Answer Me This! is hosted by Zaltzman, Mann, and Martin Austwick (a.k.a. "Martin the Sound Man"). Since founding the podcast, all three have become professional podcasters. Prior to this, Mann's background was in presenting and broadcasting, featuring as a pundit on Sky News, BBC Radio 5 Live and BBC Breakfast, and as presenter on radio stations such as LBC, BBC Radio 4 and Magic FM. Zaltzman started her career primarily as a writer, writing comedy for BBC Radio 1 and Radio 4, and with credits on several TV shows. She also wrote book reviews for The Observer and copy for several newspapers and magazines, as well as performing live with Josie Long and Robin Ince's Book Club and School for Gifted Children. Zaltzman and Mann met at St Catherine's College, Oxford, where they both studied English.
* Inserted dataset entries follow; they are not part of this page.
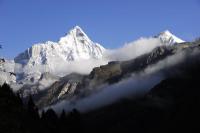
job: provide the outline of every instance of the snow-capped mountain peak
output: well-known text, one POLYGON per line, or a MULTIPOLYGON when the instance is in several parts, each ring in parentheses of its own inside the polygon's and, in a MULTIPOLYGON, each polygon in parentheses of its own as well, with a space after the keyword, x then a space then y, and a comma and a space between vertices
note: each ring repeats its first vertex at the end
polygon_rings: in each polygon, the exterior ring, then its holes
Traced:
MULTIPOLYGON (((58 66, 71 61, 101 59, 105 49, 93 42, 75 26, 58 42, 38 43, 19 54, 14 60, 23 67, 25 77, 38 79, 43 72, 57 73, 58 66)), ((65 68, 67 69, 67 68, 65 68)), ((63 73, 66 74, 66 73, 63 73)), ((30 79, 30 78, 28 78, 30 79)))
POLYGON ((159 33, 156 38, 159 38, 161 42, 166 45, 173 45, 176 43, 183 43, 184 40, 178 38, 174 34, 172 34, 169 30, 165 30, 164 32, 159 33))

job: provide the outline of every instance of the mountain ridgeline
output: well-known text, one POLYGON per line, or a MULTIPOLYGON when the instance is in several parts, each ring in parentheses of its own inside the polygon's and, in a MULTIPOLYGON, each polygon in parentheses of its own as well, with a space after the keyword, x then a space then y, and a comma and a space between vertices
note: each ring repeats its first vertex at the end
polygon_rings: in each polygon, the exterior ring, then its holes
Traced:
POLYGON ((199 131, 199 56, 169 31, 109 50, 76 26, 0 59, 0 132, 199 131))
MULTIPOLYGON (((163 49, 165 48, 166 47, 163 49)), ((156 48, 153 52, 147 54, 148 56, 143 55, 138 57, 135 59, 136 61, 112 62, 107 66, 95 68, 93 72, 91 72, 90 75, 86 75, 85 78, 93 80, 96 77, 95 80, 99 80, 98 75, 104 74, 99 73, 99 69, 109 71, 109 68, 113 68, 113 65, 116 64, 120 64, 120 67, 126 66, 132 68, 125 72, 121 69, 121 73, 123 74, 116 78, 117 80, 113 80, 110 83, 113 84, 118 82, 121 78, 123 79, 124 75, 127 77, 130 71, 141 71, 143 67, 146 67, 146 64, 150 62, 155 64, 156 59, 163 60, 164 58, 169 58, 170 55, 177 54, 177 52, 185 51, 184 53, 187 53, 186 58, 184 58, 182 62, 179 62, 173 67, 168 66, 165 71, 169 74, 168 77, 154 86, 145 95, 139 98, 123 98, 115 103, 86 113, 80 113, 77 109, 73 109, 69 113, 62 111, 61 115, 58 117, 52 109, 48 109, 45 112, 42 111, 39 117, 37 114, 37 107, 34 105, 31 97, 29 97, 27 104, 24 105, 19 95, 15 95, 8 85, 3 85, 0 88, 0 131, 4 133, 88 133, 119 131, 168 133, 199 131, 199 125, 197 123, 200 118, 200 85, 198 78, 200 74, 199 50, 199 42, 176 45, 173 48, 167 48, 167 52, 160 52, 163 50, 161 50, 161 48, 156 48), (191 54, 192 52, 194 53, 191 54), (160 55, 161 57, 158 58, 160 55), (149 61, 148 57, 152 56, 154 59, 151 58, 152 60, 149 61), (141 61, 138 61, 139 58, 141 61), (138 62, 142 63, 142 65, 140 65, 141 70, 138 67, 134 67, 134 62, 137 62, 137 64, 138 62), (173 72, 170 73, 172 70, 173 72)), ((65 77, 65 80, 77 79, 77 77, 80 78, 79 80, 84 79, 81 75, 72 74, 65 77)), ((108 81, 108 79, 106 78, 99 82, 99 84, 108 81)))

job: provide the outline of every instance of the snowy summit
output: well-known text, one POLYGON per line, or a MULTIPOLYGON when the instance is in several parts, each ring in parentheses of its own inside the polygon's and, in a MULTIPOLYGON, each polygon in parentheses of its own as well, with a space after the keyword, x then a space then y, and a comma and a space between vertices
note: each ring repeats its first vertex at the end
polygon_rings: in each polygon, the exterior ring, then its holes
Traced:
POLYGON ((23 67, 23 77, 34 75, 39 79, 43 72, 56 73, 60 63, 98 60, 102 58, 104 51, 103 46, 93 42, 79 26, 75 26, 58 42, 35 44, 19 54, 14 61, 23 67))
POLYGON ((156 38, 159 38, 161 40, 161 42, 166 44, 166 45, 173 45, 173 44, 176 44, 176 43, 185 42, 182 39, 173 35, 169 30, 161 32, 160 34, 158 34, 156 36, 156 38))

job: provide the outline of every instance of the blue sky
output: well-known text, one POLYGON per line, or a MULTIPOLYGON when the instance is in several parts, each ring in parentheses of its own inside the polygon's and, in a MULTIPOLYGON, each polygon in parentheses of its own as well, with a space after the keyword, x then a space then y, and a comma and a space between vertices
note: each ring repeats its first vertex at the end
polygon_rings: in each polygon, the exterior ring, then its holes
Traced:
POLYGON ((0 0, 0 56, 57 41, 75 25, 106 48, 166 29, 190 41, 200 36, 200 0, 0 0))

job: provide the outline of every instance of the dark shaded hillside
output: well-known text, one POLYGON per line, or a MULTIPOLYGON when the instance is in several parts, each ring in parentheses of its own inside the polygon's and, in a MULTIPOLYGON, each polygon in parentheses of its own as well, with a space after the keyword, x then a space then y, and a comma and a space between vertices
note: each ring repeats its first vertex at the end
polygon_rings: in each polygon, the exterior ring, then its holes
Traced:
MULTIPOLYGON (((35 132, 33 125, 38 121, 37 117, 32 117, 34 113, 29 113, 19 96, 16 96, 10 87, 4 84, 0 87, 0 132, 21 133, 35 132)), ((39 125, 39 124, 38 124, 39 125)))
POLYGON ((144 98, 124 99, 85 114, 84 123, 91 132, 200 131, 199 75, 200 64, 196 64, 162 81, 144 98))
Austwick, a musician and singer, has a DPhil in quantum physics and was a full-time university lecturer until 2017; he now works full-time in podcasting, both presenting and creating music for podcasts as well as producing them. In 2011, Zaltzman and Austwick got married, with Austwick subsequently changing his name to Martin Zaltz Austwick.

== Format ==
The format of the show is Zaltzman and Mann answering listeners' questions, submitted via email, answerphone or (until its closure) Skype, with subjects ranging from personal problems and factual queries to philosophical dilemmas or everyday petty quibbles. The episodes are punctuated by jingles, many of which feature comedians Joanna Neary, Holly Walsh, Tom Price, Lizzie Roper and Stuart Goldsmith, and musicians Martin White, Jay Foreman, and Gavin Osborn. As well as the regular episodes, Answer Me This released several paid-for themed albums. The first of these, a March 2012 album titled Jubilee, featured material about the British royal family, while subsequent albums were Sports Day, Holidays, Christmas, Love and Home Entertainment. The albums all placed in the UK iTunes album chart.

A book adaptation of the podcast, called Answer Me This!, was published by Faber & Faber on 4 November 2010 and features questions from the podcast as well as brand new ones.

== Critical success ==
The show has been Critic's Choice in numerous national publications, including The Times, Time Out, Radio Times, Q Magazine, and The Independent. On 27 July 2009, the show was chosen by The Guardian as one of its "Top 10 comedy podcasts in the world"; the following day, The London Paper also named the show in its chart of the "Top 10 homemade podcasts in the UK".

== Radio show ==
Zaltzman and Mann worked together on several radio shows, building on the success of Answer me This, becoming the first presenters in the UK to move from podcasting into national radio. "Web 2009 with Helen and Olly" was broadcast on Radio 5 Live on 31 December 2009. A second programme, called "Web 2010 with Helen and Olly" was broadcast on Radio 5 Live on 4 July 2010. In 2014, they presented a two-part Radio 4 documentary called "Podcasting - The First Ten Years".

== Luxembourg audience ==
In December 2007, frustrated at having only reached as high as number 21 in the UK iTunes charts, the Answer Me This! team spent one day in Luxembourg attempting to crack the Luxembourg iTunes top 20. Their publicity stunts, including giving away free biscuits at the Christmas market and appearing on the ARA City Radio breakfast show (Luxembourg's only English-speaking radio station), saw them reach number 13 in the charts within only 24 hours. They then went on to reach number 3 by the end of the week.